Abstract
In an earlier article (Galak & Meyvis, 2011), we reported eight studies that demonstrate people’s tendency to remember unpleasant experiences as more aversive when they think they will experience them again. Based on a test that, ironically, suffers from publication bias, Francis (2012) estimated that there is a high probability that we obtained at least one unsuccessful study that was left in the file drawer. He then argues that, because of this, our findings should be discounted. We propose that, instead of engaging in a statistical fishing expedition, Francis should have simply asked us for our file drawer. If he had done so, he would have quickly realized that a meta-analysis of all our studies (both published and unpublished) shows that the effect we reported is highly reliable. We suggest that when the answer is out there, it makes more sense to ask for it than to estimate it.
Keywords
Many research projects include a “file drawer” of studies that did not make it into the final paper and that tend to be less supportive of the hypothesis than those included in the published work (Rosenthal, 1979). Even though this publication bias has already been widely acknowledged within the field of psychology, Francis (2012) has set out to estimate the probability of this bias for individual papers. He does so by identifying papers with many replications of the same effect and estimating the likelihood that at least one nonsignificant study was left in the file drawer. When this likelihood is sufficiently high (as he has claimed is the case for our paper, Galak & Meyvis, 2011), he then writes a paper in which he meticulously assesses this probability according to different assumptions.
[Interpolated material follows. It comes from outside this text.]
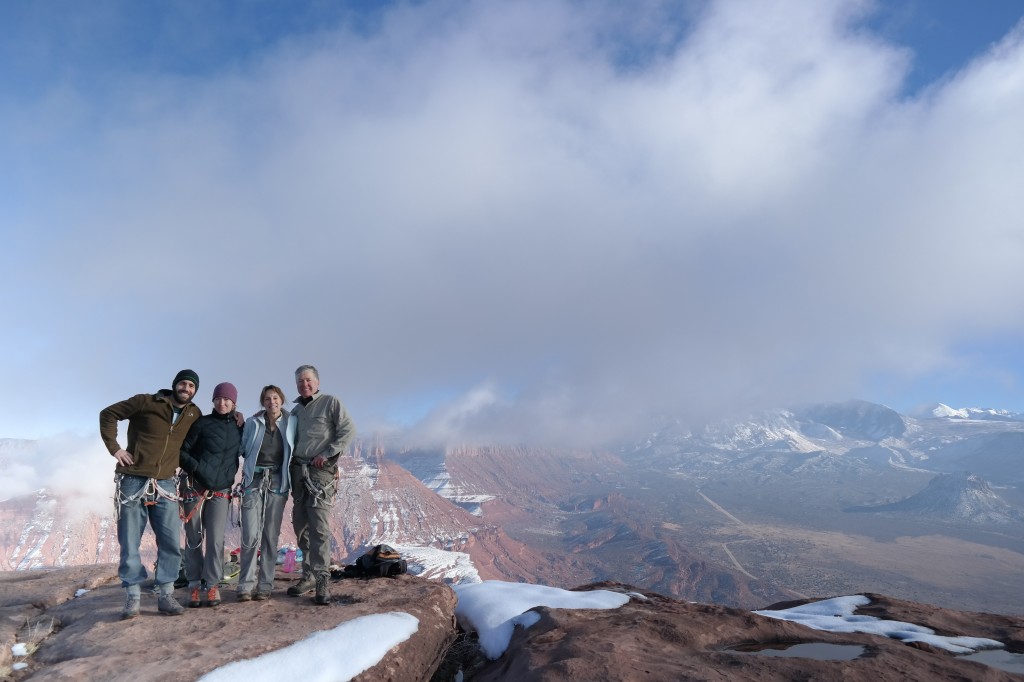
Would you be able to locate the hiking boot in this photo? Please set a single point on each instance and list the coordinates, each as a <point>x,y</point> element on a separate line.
<point>166,603</point>
<point>132,602</point>
<point>304,586</point>
<point>323,594</point>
Although we respect Francis’s diligence, we propose an alternative method that is not only more accurate but also much easier: Simply contact the authors and ask them for their file drawer. In fact, it is this same innovative approach that Simonsohn (2012) used to find out whether Francis himself had conducted any undisclosed tests on other papers (it turned out that he had). Had Francis contacted us, we could have saved him a lot of time and revealed up front what he was trying to discern: We do have a file drawer and, not surprisingly, the studies that made it into our paper tend to provide stronger evidence of the phenomenon than those that did not.
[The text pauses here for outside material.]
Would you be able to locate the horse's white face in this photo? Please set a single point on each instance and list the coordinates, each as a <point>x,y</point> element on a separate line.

Moreover, had he come to us, he would also have learned that our result is quite robust, even allowing for our file drawer. We know this because we is conducted a meta-analysis of all our data. Our basic finding is that people remember an unpleasant experience as more aversive when they think they will experience it again. We reported eight successful demonstrations of this phenomenon in our paper, but we also conducted five additional studies whose results either did not reach conventional levels of significance or did reach significance but ended up being rhetorically redundant. Following the same procedure used by Francis (2012), we computed effect sizes for all of our 12 experiments (one study is correctly excluded from both our and Francis’s analyses for reasons beyond the scope of this reply) and conducted a simple meta-analysis (Hedges & Olkin, 1985). We found an average effect size (g*) of 0.38 with a 95% confidence interval of [0.25, 0.51]. A z test of g* against zero results in a p value less than 10−8. In other words, the support for our hypothesis is overwhelming. It is worth noting that the effect size estimated using all our data is smaller than the effect size estimated using only the published data. However, as is the case for many papers in experimental psychology, the goal was never to assess the exact size of the effect, but rather to test between competing theoretical predictions. Our paper does just that.
Francis has argued that if there is a high probability that a paper has a file drawer with a null finding, then that paper should be ignored because the set of reported experiments is incomplete. We think this recommendation is neither logical nor productive. If a researcher is interested in estimating the size of an effect reported in a published paper, we recommend asking the authors for their file drawer and conducting a meta-analysis. For projects that do not aim to estimate the exact size of the effect, we maintain that replications are the best way to mitigate file-drawer effects because producing many replications in the absence of a real phenomenon is not practically feasible. Francis acknowledges this, but he also indicates that such replications become more feasible when one engages in data peeking or other forms of utilizing “researcher degrees of freedom” (Simmons, Nelson, & Simonsohn, 2011). However, we contend that replications can actually reduce researcher degrees of freedom, provided that authors are consistent across replications (e.g., use similar measures and analyses), as was the case in our paper.
In closing, we thank Francis for bringing attention to our paper, but we also want to emphasize that when an answer is out there, it makes more sense to ask for it than to estimate it.
Footnotes
Declaration of Conflicting Interests
The authors declared that they had no conflicts of interest with respect to their authorship or the publication of this article.